NeMo 2.0 is an experimental feature and currently released in the dev container only: nvcr.io/nvidia/nemo:dev. Please refer to NeMo 2.0 overview for information on getting started.

Multimodal Models

The NeMo Framework offers robust support for multimodal models, extending its capabilities across four key categories: Multimodal Language Models, Vision-Language Foundation Models, Text-to-Image Models, and Neural Radiance Fields (NeRF).

Multimodal Language Models

Multimodal Language Models focus on enriching language models with multimodal capabilities, primarily through visual encoders, to create models that enable interactive visual and textual understanding.
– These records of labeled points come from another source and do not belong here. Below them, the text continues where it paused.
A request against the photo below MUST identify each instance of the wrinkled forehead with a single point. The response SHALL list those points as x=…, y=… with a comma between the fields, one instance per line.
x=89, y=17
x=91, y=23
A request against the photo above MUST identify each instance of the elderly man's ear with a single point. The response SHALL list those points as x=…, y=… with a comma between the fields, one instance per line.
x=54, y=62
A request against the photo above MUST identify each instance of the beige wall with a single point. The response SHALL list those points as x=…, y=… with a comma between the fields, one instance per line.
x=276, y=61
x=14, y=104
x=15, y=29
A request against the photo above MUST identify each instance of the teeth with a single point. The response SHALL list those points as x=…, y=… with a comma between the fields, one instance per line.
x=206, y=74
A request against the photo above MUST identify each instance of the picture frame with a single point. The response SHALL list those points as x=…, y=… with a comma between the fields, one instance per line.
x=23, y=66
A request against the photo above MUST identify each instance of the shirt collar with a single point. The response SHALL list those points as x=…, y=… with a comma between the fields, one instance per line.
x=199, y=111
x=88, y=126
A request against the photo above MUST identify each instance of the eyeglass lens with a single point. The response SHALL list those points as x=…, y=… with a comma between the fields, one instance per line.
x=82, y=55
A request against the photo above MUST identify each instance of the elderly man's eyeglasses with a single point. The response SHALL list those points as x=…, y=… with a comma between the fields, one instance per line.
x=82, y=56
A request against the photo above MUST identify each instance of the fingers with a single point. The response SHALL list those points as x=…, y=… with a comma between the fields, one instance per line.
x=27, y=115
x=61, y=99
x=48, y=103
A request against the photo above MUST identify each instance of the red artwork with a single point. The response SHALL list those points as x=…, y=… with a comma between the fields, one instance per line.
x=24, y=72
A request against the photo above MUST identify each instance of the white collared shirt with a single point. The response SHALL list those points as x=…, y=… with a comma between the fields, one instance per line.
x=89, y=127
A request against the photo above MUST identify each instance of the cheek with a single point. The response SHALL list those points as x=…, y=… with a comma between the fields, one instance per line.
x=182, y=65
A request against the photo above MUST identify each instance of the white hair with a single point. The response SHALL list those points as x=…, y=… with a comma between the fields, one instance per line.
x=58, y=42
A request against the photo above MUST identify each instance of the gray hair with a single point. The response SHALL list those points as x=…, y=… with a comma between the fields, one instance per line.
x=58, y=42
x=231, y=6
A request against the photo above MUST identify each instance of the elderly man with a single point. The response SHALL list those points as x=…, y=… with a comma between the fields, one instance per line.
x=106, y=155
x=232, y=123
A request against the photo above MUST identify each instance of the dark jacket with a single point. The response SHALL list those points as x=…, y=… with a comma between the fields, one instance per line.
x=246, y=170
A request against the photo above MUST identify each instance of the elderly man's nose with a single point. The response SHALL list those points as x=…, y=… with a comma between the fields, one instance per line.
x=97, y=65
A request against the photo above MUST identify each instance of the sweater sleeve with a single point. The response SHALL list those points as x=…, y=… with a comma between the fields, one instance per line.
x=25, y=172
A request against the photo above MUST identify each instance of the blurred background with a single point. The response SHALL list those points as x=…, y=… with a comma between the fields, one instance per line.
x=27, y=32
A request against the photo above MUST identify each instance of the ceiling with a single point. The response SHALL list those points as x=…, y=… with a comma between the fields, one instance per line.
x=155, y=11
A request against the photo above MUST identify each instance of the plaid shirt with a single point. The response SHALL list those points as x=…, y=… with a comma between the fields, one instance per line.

Supported models include:

  • NeVA (LLaVA) - Provides training, fine-tuning, and inference capabilities.

  • VideoNeVA (LLaVA) - Provides training, and inference capabilities for video modality.

Vision-Language Foundation Models

Aiming at models capable of processing and understanding both visual and textual information, Vision-Language Foundation Models can be fine-tuned to perform vision-related tasks such as classification and clustering. Furthermore, they can act as foundational modules in vision-language models, text-to-image models, and more. The supported model is:

  • CLIP - Offers training and inference capabilities, excelling in zero-shot image classification and similarity scoring.

  • NSFW Content Filtering Model (fine-tuned on CLIP) - Provides a vision-based filtering solution to identify explicit content.

Text-to-Image Models

Text-to-Image Models are designed to generate images from textual descriptions, encompassing a range of methodologies from diffusion-based to autoregressive and masked token prediction models. Supported models include:

  • Foundation Models: Stable Diffusion and SDXL , Imagen

  • Finetune Models: DreamBooth , ControlNet , instructPix2Pix

Beyond 2D Generation using NeRF

NeMo NeRF concentrates on the creation and manipulation of 3D and 4D models through a modular approach, supporting innovative models like:

  • DreamFusion: This model generates detailed 3D objects from text descriptions, utilizing pre-trained 2D text-to-image diffusion models and Neural Radiance Fields for rendering.

The comprehensive support for these models across four categories underscores the NeMo Framework’s commitment to advancing multimodal AI development. It provides researchers and developers with the necessary tools to explore the limits of artificial intelligence.

The NVIDIA NeMo™ Framework introduces support for multimodal models, extending its capabilities across four key categories: Multimodal Language Models, Vision-Language Foundation, Text to Image Models, and Beyond 2D generation using NeRF. Each category is designed to cater to specific needs and advancements in the field, leveraging cutting-edge models to handle a wide range of data types including text, images, and 3D models.